What Makes a Good Hard Disk Drive?

When looking to buy a hard drive there is a quick checklist of things to look for:

  1. Interface (PATA, SATA, SCSI or other more exotic setups)
  2. Capacity (how much space do you need/want)
  3. Spindle speed (i.e., 5400rpm, 10,000rpm, 15,000rpm etc)
  4. Cache (2MB, 8MB, 16MB)
  5. Brand (Western Digital, Seagate, Maxtor etc)

HDD Interface:

  • PATA drives are arguably the most universally compatible, are the cheapest and offer a respectable degree of performance however there is a potential inconvenience of having to set/adjust jumpers on the drive.
  • SATA (and SATA-II) drives are the next-generation drives and outperform similarly priced PATA drives (the price delta is usually no more than $10). Since there is only one drive per cable, no jumpers need to be set however the potential downside is that the destination motherboard/controller may not offer native boot-time support of the SATA drive (thus requiring a floppy/CD with the drivers in order to install an OS). Another consideration is if the drive only accepts SATA-power connectors than either the PSU needs these special connectors in order to power the drive (or adaptors must be purchased)
  • SCSI drives have the inconvenience of lack-of-boot-time support as well as the potential hassle of assigning SCSI id’s and performing termination.

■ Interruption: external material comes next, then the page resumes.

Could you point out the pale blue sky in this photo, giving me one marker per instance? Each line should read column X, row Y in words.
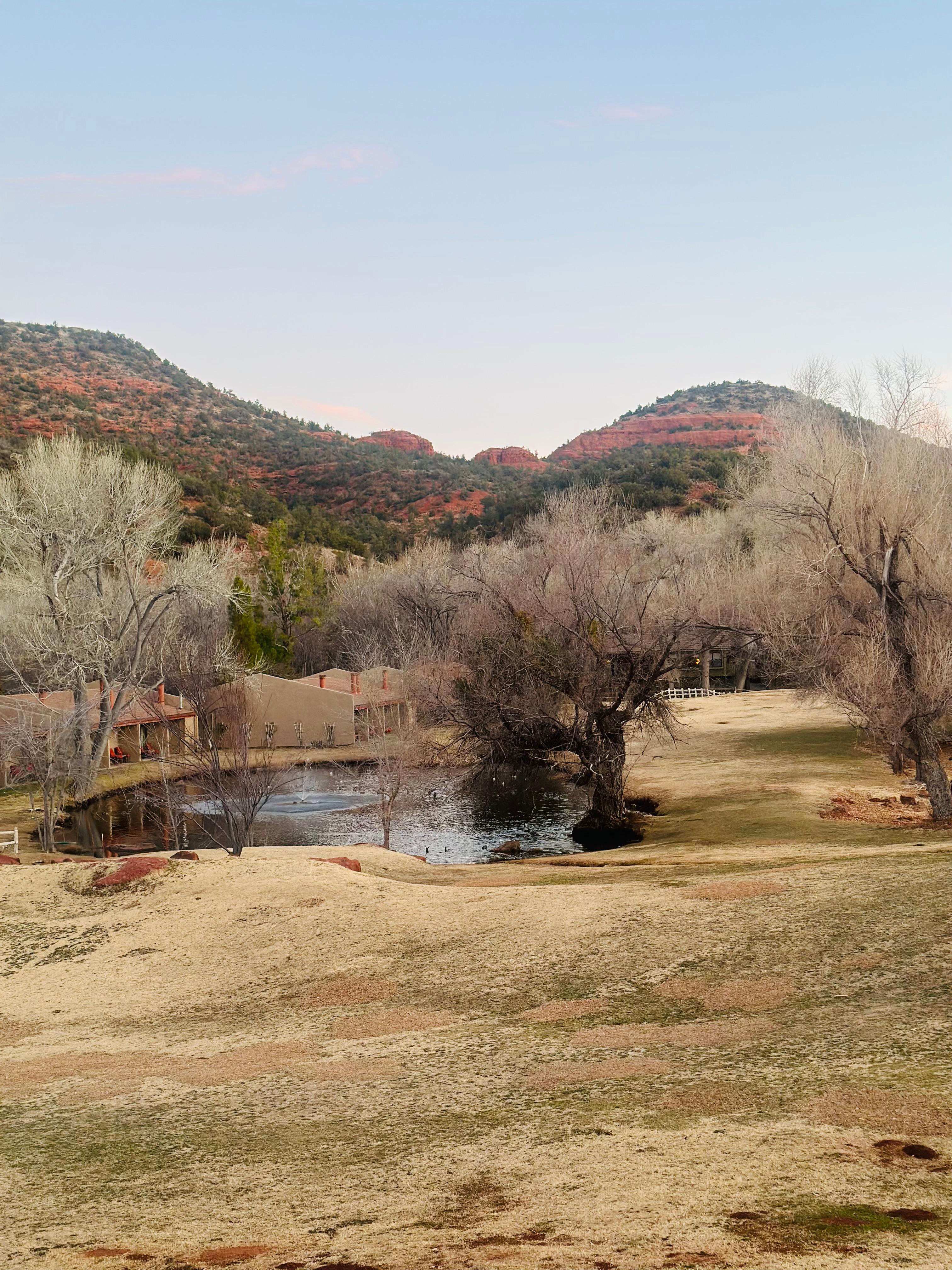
column 488, row 221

The upside is that many RAID options are available (much more so than with IDE drives) as well as significantly improved performance. Of the three common interfaces, SCSI is the most expensive.

HDD Capacity:
The old rule for determining how much drive space is requires is to “estimate how much you think you will need, double it and round-up to the nearest drive size”. With dropping drive prices as well as decreasing price deltas (i.e., going from a 120GB to 160GB drive is usually $10 — why? Because a 120GB drive is just a 160GB drive with a half-a-platter disabled).

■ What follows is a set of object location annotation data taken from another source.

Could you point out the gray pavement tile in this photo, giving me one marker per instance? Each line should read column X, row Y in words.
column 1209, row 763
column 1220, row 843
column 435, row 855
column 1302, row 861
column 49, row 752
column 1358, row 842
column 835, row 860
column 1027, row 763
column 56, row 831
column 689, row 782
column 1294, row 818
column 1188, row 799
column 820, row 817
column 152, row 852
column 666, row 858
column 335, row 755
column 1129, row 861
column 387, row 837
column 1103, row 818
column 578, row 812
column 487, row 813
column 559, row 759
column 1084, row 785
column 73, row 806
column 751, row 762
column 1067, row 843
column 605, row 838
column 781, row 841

HDD Spindle Speed & Cache:
Naturally, the faster the platters spin the better the overall performance however it is not always as simple as that. With SCSI drives, it’s fairly clean-cut as they tend to fall into distinct categories (10k and 15k rpm drives) with very distinct performance and price brackets. For IDE drives the three most common speeds are 5400, 7200 and 10000 rpm however the element of cache makes things interesting.

The argument for 5400rpm drives used to be “get a massive 5400rpm drive for archive — you’re not gonna be accessing it all the time so access-time performance isn’t critical” however with the advent of affordable (and massive) 7200rpm drives there isn’t much of a case for 5400rpm drives from a performance/functionality perspective (i.e., you won’t be able to get a 500GB DeskStar drive in a 5400rpm flavour). The only case really for 5400rpm (or slower) drives is for people looking to build uber-quiet systems. All 5400rpm IDE drives come with 2MB of cache.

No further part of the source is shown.